Broadstairs, Kent - part 2
Photographs of an attractive seaside resort
(Photos ©urban75, 29/30th November 2009)
The grand Albion Hotel overlooking the sea. Dickens stayed here regularly.
Dickens House museum. Originally a small Tudor building, the house was extended in Victorian times and an attractive decorative wrought iron balcony added.
The previous owner was Miss Mary Pearson Strong, who formed the basis for theBetsey Trotwood character in Dickens' David Copperfield.
I don't think the beach inspector was around today.
The outdoors swimming pool at Broadstairs. I was rather taken by this so took a few photos.
The Tartar Frigate pub, one of the only 18th century flint restaurants in Kent. The pub gets its name from the locally built naval ship, the HMS Tartar.

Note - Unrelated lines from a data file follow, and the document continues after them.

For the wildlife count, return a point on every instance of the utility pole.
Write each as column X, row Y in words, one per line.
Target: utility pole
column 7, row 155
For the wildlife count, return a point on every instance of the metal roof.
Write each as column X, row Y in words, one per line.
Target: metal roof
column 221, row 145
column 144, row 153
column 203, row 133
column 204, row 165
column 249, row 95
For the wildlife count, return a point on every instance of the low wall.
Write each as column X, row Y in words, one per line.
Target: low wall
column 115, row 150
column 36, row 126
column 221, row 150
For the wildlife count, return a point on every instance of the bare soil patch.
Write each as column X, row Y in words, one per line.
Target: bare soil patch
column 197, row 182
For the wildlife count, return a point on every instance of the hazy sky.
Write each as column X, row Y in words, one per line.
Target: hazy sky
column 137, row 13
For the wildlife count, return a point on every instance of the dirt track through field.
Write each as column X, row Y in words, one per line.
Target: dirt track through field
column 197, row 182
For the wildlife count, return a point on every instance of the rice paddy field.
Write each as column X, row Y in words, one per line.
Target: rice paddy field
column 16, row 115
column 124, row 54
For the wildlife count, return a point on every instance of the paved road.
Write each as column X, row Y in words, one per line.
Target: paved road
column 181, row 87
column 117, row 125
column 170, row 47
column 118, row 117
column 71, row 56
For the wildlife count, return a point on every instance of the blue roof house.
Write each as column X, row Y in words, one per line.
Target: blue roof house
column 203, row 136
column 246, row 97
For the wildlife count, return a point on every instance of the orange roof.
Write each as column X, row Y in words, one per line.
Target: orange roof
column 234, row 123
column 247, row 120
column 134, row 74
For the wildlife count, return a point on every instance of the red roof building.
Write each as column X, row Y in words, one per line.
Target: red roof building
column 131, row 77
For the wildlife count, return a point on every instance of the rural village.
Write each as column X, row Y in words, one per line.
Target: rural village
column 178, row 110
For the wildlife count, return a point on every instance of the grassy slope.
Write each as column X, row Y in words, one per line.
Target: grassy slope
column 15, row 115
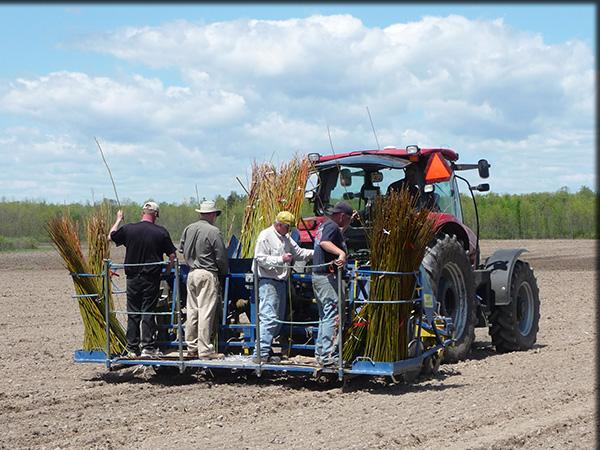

Built during the reign of Henry VIII, the Portcullis Arch leading to the harbour is known as York Gate.
View looking back into town.
The Barnaby Rudge bar which is big on sports TV and live music, with the Neptune's Hall boozer in the distance.
Opposite the Barnaby is the Dolphin Inn which is the town's numero uno hotspot for drinking and dancing. The girl to the left was great at dancing and texting as the same time.
Things were more sedate inside the traditional Neptune's Hall, a brightly lit bastion of beardy blokes, real ale and Morris Dancers.
'Fortune Telling' machine which raises funds for the 'Blind of Kent.'
Oh yes indeedy!
The Palace Cinema situated in York Gate Hall, a 1011 building formerly used as a museum of armour. It was used as a puppet theatre until being converted into a 16mm cartoon cinema in 1965, with 35mm equipment installed later.
It may look small, but the cinema holds a total of 111 seats, and is open every day of the year except Christmas Day.